The Longley-Rice model, also known as ITS irregular terrain model, is a general purpose model intended to be of use in a very broad range of problems. It is flexible in application and can actually be operated as either an area prediction model or as a point-to-point model.
The main input parameters are the following ones:
•Frequency: 20 MHz to 20 GHz.
•Distance: 1 km to 2000 km
•Antenna heights: 0.5 m to 3000 m
•Polarization: Vertical or horizonal.
•Terrain irregularity parameter ∆h, which is the interdecile range of terrain elevations - that is, the total range of elevations after the highest 10% and lowest 10% have been removed.
•Dielectric constant and conductivity of the ground.
•Surface refractivity: 250 to 400 N-units.
The model computes in the first place a reference attenuation, which is a certain median attenuation relative to free space. As treated by the model, this reference attenuation is most naturally thought of as a continuous function of distance. It is defined piecewise in three regions, called the line-of-sight, diffraction, and forward scatter regions. The "line-of-sight" region is somewhat misnamed; it is defined to be the region where the general bulge of the earth does not interrupt the direct radio waves, but it still may be that hills and other obstructions do so. In other words, this region extends to the "smooth-earth" horizon distance, which is probably farther than the actual horizon distance. In this region the reference attenuation is computed as a combined logarithmic and linear function of distance; then in the diffraction region there is a rather rapid linear increase; and this is followed in the scatter region by a much slower linear increase. Parameters other than distance enter into the calculations by determining where the three regions fall and what values the several coefficients have.

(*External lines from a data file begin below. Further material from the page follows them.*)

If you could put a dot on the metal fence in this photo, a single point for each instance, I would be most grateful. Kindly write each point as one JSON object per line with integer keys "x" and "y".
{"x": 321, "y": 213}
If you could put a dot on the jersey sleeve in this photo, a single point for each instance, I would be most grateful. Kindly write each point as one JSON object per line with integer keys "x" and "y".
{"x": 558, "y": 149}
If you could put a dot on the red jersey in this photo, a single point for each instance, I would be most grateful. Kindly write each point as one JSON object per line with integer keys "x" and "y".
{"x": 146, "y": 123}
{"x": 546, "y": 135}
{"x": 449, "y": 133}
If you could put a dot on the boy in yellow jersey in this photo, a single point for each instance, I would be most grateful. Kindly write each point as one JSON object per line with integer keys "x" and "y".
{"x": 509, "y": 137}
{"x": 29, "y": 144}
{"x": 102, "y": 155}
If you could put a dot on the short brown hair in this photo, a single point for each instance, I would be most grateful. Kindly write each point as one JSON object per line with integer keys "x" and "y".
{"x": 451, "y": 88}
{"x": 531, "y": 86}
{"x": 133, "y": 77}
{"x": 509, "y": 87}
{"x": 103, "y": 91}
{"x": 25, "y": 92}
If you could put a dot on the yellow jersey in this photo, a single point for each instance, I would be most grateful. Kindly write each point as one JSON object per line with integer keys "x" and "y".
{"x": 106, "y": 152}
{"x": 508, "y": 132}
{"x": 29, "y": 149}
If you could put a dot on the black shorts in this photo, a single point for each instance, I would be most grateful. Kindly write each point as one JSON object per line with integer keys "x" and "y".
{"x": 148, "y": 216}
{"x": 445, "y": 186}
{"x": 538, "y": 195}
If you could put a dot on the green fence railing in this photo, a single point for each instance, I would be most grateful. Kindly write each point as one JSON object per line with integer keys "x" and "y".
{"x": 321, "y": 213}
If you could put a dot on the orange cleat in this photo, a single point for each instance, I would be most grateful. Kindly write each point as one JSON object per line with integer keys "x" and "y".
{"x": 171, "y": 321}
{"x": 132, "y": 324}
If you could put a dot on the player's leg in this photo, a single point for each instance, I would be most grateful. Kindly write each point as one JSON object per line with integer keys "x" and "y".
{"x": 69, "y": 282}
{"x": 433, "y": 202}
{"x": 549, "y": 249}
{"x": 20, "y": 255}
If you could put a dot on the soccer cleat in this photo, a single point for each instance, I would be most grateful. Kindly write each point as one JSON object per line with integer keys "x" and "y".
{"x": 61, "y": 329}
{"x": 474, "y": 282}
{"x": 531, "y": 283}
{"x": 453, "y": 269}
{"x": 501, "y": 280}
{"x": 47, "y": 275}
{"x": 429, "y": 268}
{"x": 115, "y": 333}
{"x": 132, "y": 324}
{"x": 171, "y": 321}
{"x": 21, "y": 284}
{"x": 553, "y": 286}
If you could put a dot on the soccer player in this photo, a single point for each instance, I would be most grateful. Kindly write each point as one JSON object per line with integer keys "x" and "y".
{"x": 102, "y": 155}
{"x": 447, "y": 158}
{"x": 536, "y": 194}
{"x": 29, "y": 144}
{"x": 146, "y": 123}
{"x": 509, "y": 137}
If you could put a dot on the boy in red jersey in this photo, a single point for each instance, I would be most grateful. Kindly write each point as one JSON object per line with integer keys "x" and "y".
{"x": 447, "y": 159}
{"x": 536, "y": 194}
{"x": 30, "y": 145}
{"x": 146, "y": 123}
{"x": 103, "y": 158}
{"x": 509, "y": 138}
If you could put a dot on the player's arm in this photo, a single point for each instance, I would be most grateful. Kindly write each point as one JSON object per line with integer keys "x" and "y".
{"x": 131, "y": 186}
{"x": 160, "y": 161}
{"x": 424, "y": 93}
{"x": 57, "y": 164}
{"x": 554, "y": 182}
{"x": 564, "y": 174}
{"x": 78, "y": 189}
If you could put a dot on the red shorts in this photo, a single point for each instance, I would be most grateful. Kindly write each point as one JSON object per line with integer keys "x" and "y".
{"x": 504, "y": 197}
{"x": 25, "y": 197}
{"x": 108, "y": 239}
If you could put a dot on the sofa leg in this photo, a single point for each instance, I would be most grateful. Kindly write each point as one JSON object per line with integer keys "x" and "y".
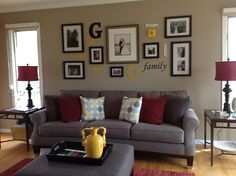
{"x": 36, "y": 150}
{"x": 190, "y": 161}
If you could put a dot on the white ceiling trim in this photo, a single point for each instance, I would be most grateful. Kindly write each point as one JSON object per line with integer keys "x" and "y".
{"x": 38, "y": 5}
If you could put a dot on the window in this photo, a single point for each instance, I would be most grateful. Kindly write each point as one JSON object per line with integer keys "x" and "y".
{"x": 23, "y": 49}
{"x": 229, "y": 43}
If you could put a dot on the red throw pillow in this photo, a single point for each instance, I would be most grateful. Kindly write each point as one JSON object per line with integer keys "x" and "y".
{"x": 153, "y": 110}
{"x": 70, "y": 108}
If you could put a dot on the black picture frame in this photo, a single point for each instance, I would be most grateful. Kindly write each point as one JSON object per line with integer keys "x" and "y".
{"x": 181, "y": 58}
{"x": 151, "y": 50}
{"x": 123, "y": 44}
{"x": 116, "y": 71}
{"x": 178, "y": 26}
{"x": 72, "y": 38}
{"x": 96, "y": 55}
{"x": 74, "y": 70}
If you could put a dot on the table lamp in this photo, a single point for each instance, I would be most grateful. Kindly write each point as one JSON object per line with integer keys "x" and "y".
{"x": 28, "y": 73}
{"x": 226, "y": 71}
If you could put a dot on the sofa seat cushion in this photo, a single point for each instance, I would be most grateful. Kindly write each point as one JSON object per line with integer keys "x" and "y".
{"x": 115, "y": 128}
{"x": 61, "y": 129}
{"x": 157, "y": 133}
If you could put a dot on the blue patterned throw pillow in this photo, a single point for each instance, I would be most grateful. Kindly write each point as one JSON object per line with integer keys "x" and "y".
{"x": 130, "y": 109}
{"x": 92, "y": 108}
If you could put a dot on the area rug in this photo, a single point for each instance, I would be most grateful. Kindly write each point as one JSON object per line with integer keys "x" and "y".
{"x": 157, "y": 172}
{"x": 10, "y": 171}
{"x": 136, "y": 171}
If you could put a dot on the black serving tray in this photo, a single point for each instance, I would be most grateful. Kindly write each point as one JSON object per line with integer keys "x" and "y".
{"x": 73, "y": 152}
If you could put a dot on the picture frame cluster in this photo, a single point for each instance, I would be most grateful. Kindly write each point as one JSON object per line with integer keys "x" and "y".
{"x": 122, "y": 46}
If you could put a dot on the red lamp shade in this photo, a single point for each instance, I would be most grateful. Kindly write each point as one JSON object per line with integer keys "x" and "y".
{"x": 226, "y": 71}
{"x": 27, "y": 73}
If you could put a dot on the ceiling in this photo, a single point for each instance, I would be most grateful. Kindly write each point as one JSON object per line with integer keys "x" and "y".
{"x": 24, "y": 5}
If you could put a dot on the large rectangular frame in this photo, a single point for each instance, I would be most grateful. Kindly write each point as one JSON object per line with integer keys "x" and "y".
{"x": 122, "y": 44}
{"x": 181, "y": 58}
{"x": 74, "y": 70}
{"x": 72, "y": 38}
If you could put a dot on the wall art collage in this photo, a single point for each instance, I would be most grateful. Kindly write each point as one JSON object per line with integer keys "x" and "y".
{"x": 122, "y": 47}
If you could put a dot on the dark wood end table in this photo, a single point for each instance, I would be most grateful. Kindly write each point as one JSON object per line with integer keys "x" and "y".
{"x": 15, "y": 114}
{"x": 215, "y": 121}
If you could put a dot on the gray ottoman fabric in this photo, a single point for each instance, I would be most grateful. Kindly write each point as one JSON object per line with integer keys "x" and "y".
{"x": 119, "y": 163}
{"x": 59, "y": 128}
{"x": 116, "y": 129}
{"x": 157, "y": 133}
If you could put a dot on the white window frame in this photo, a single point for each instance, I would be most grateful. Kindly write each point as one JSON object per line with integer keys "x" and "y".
{"x": 12, "y": 70}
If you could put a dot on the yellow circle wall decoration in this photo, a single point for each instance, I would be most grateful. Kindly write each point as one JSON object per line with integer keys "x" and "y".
{"x": 131, "y": 72}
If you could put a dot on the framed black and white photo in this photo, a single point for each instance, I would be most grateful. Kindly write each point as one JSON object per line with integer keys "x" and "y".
{"x": 74, "y": 70}
{"x": 122, "y": 42}
{"x": 96, "y": 55}
{"x": 181, "y": 58}
{"x": 116, "y": 72}
{"x": 151, "y": 50}
{"x": 72, "y": 38}
{"x": 178, "y": 26}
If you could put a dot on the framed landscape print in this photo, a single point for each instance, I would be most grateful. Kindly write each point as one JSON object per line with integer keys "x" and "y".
{"x": 96, "y": 55}
{"x": 122, "y": 42}
{"x": 181, "y": 58}
{"x": 72, "y": 38}
{"x": 179, "y": 26}
{"x": 116, "y": 72}
{"x": 74, "y": 70}
{"x": 151, "y": 50}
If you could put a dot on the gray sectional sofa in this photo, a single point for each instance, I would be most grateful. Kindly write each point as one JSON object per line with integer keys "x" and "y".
{"x": 177, "y": 140}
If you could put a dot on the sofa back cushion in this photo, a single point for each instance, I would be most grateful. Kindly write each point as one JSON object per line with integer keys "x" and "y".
{"x": 70, "y": 108}
{"x": 52, "y": 108}
{"x": 84, "y": 93}
{"x": 153, "y": 110}
{"x": 175, "y": 109}
{"x": 113, "y": 101}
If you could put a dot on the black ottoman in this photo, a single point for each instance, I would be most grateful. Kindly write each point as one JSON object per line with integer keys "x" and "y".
{"x": 119, "y": 163}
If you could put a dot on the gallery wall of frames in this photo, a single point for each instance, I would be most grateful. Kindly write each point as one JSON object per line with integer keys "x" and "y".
{"x": 122, "y": 47}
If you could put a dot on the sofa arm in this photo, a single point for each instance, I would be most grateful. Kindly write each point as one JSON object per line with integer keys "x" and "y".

Then from this median attenuation further allowances are subtracted to account for time, location, and situation variability. Time variability accounts for the expected variations of the signal level in time, due to different propagation conditions mainly associated to changes in the atmosphere. Location variability represents the changes expected when the radio terminal is moved between different locations. Finally, the situation variability models the differences that appear between links deployed in similar areas.
 NTIA Report 82-100 “A Guide to the Use of the ITS Irregular Terrain Model in the Area Prediction Mode “, by G.A. Hufford, A.G. Longley and W.A. Kissick, 1982.